Armstrong World Industries, Inc. (“AWI”) is a Pennsylvania corporation incorporated in 1891. When we refer to “AWI,” the “Company,” “we,” “our” and “us” in these notes, we are referring to AWI and its subsidiaries.  

On August 16, 2018, we acquired the business and assets of Steel Ceilings, Inc. (“Steel Ceilings”), based in Johnstown, Ohio. Steel Ceilings is a manufacturer of aluminum and stainless metal ceilings that include architectural, radiant and security solutions with one manufacturing facility. Steel Ceilings’ operations, and its assets and liabilities, are included as a component of our Architectural Specialties segment.  See Note 5 for further information.

On May 31, 2018, we acquired the business and assets of Plasterform, Inc. (“Plasterform”), based in Mississauga, Ontario, Canada.  Plasterform is a manufacturer of architectural cast ceilings, walls, facades, columns and moldings with one manufacturing facility.  Plasterform’s operations, and its assets and liabilities, are included as a component of our Architectural Specialties segment.  See Note 5 for further information.

On November 17, 2017, we entered into a Share Purchase Agreement (the “Purchase Agreement”) with Knauf International GmbH (“Knauf”), to sell certain subsidiaries comprising our business in Europe, the Middle East and Africa (including Russia) (“EMEA”) and the Pacific Rim, including the corresponding businesses and operations conducted by Worthington Armstrong Venture (“WAVE”), our joint venture with Worthington Industries, Inc. (“Worthington”) in which AWI holds a 50% interest.

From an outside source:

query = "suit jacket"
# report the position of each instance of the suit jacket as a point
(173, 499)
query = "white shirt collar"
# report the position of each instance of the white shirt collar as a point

The consideration paid by Knauf in connection with the sale is $330 million in cash, inclusive of amounts due to WAVE, subject to certain adjustments as provided in the Purchase Agreement, including adjustments based on the economic impact of any required regulatory remedies and a working capital adjustment.

On July 18, 2018, we entered into an amendment to the Purchase Agreement, pursuant to which Knauf agreed to irrevocably and unconditionally pay AWI (i) $250 million on August 1, 2018, and (ii) $80 million on September 15, 2018, if, prior to such date (A) any competition condition has not been satisfied, or (B) the closing has not yet occurred. The amendment also provided for the reduction (from a maximum of $35 million to a maximum of $20 million) of potential adjustments to the purchase price consideration for the transaction based on the impact of remedies required to satisfy competition conditions. We received both the $250 million payment and the $80 million payment from Knauf in the third quarter of 2018.  Following receipt of these payments, we remitted $70 million to WAVE in partial consideration of the purchase price payable in respect of the business and operations of WAVE under the transaction.  WAVE subsequently paid each of AWI and Worthington a dividend of $35 million.  We also recorded a $22.4 million payable to WAVE, which is reflected within Accounts Payable and Accrued Expenses. The total consideration payable by AWI to WAVE will be determined following closing in connection with the calculation of the adjustments contemplated by the Purchase Agreement.  

 

The transaction was notified for merger control clearance in the European Union (“EU”), Bosnia and Herzegovina, Macedonia, Montenegro, Russia and Serbia, and was cleared unconditionally in Montenegro (February 2018), Serbia (February 2018), Russia (March 2018), Macedonia (July 2018) and Bosnia and Herzegovina (August 2018).   On December 7, 2018, the European Commission granted conditional clearance of the transaction, subject to certain commitments intended to address concerns regarding the overlap between the activities of AWI and Knauf, including the divestment by Knauf to a third party of certain mineral fiber and grid businesses and operations in Austria, Estonia, Germany, Ireland, Italy, Latvia, Lithuania, Portugal, Spain, Turkey and the UK.  This includes our sales operations in each of the relevant countries, as well as our production facilities, and those of WAVE, located in Team Valley, UK.  The terms of the sale of the divestment business by Knauf and the identity of the purchaser are subject to the approval of the European Commission.

We continue to work closely with Knauf towards closing and expect the transaction to close by the end of the first half of 2019. The EMEA and Pacific Rim historical financial results have been reflected in AWI’s Consolidated Financial Statements as discontinued operations for all periods presented.

In January 2017, we acquired the business and assets of Tectum, Inc. (“Tectum”), based in Newark, Ohio.  Tectum is a manufacturer of acoustical ceiling, wall and structural solutions for commercial building applications with two manufacturing facilities.  Tectum’s operations and its assets and liabilities have been included as a component of our Architectural Specialties segment.  See Note 5 for additional information.